Lack of AI Governance Is Putting Organizations Across the Globe at Serious Risk

How the lack of oversight is creating global cyber and compliance risks, as well as a governance gap.
Oct. 8, 2025
5 min read

Earlier this year, Verizon released its annual Data Breach Investigations Report (DBIR), which examines the current state of cybersecurity through the lens of emerging and continuing trends. As AI becomes increasingly ubiquitous across nearly every industry, it comes as little surprise that the technology has become a fixture in the report. And while Verizon is careful to note that adversaries are not yet using AI to create entirely new attack tactics, they are using the technology to increase both the scale and effectiveness of their current methods. Tactics like social engineering are already challenging to stop and attackers leveraging AI to generate more convincing phishing emails or SMS scams are a real problem. 

However, the most pressing issue regarding AI is the lack of effective governance practices. The DBIR highlighted a wide range of AI governance issues, including the widespread use of generative AI solutions outside of corporate policy and enforcement capabilities, which leads to significant security blind spots. A separate research report published this year noted that fewer than half of organizations have specific strategies in place to combat AI threats. With AI usage continuing to expand and technology like agentic AI becoming increasingly mainstream, organizations cannot afford to wait. They need a plan for AI governance before it’s too late.  
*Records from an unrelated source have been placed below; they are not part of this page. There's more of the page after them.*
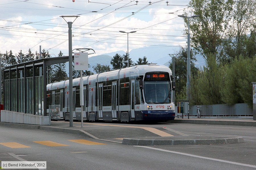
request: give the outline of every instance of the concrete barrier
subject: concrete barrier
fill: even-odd
[[[1,122],[40,125],[49,124],[49,116],[5,110],[1,110]]]

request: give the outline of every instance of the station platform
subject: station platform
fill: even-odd
[[[39,129],[77,134],[101,141],[125,144],[141,145],[212,144],[243,142],[242,138],[228,136],[189,136],[168,127],[167,124],[179,123],[256,126],[252,118],[177,119],[156,124],[74,122],[73,127],[64,121],[52,121],[50,125],[36,125],[0,122],[0,126]]]

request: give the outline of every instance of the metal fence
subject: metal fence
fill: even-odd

New Challenges Put AI Governance in the Spotlight

As AI models become faster and more advanced, the speed at which organizations can implement and utilize them is also increasing. This has enabled organizations to create a wide range of new efficiencies within their business processes, but it has also introduced risk. The apparent advantages created by specific AI capabilities have led to a “don’t get left behind” mentality, driving the need for rapid AI adoption, sometimes before it has been adequately vetted. Other AI technologies, including generative AI tools such as ChatGPT or Perplexity, are widely used and accessible, making it difficult for employers to regulate them. As the Verizon DBIR notes, employers have limited oversight over what employees share with ChatGPT when using personal devices and non-corporate accounts. 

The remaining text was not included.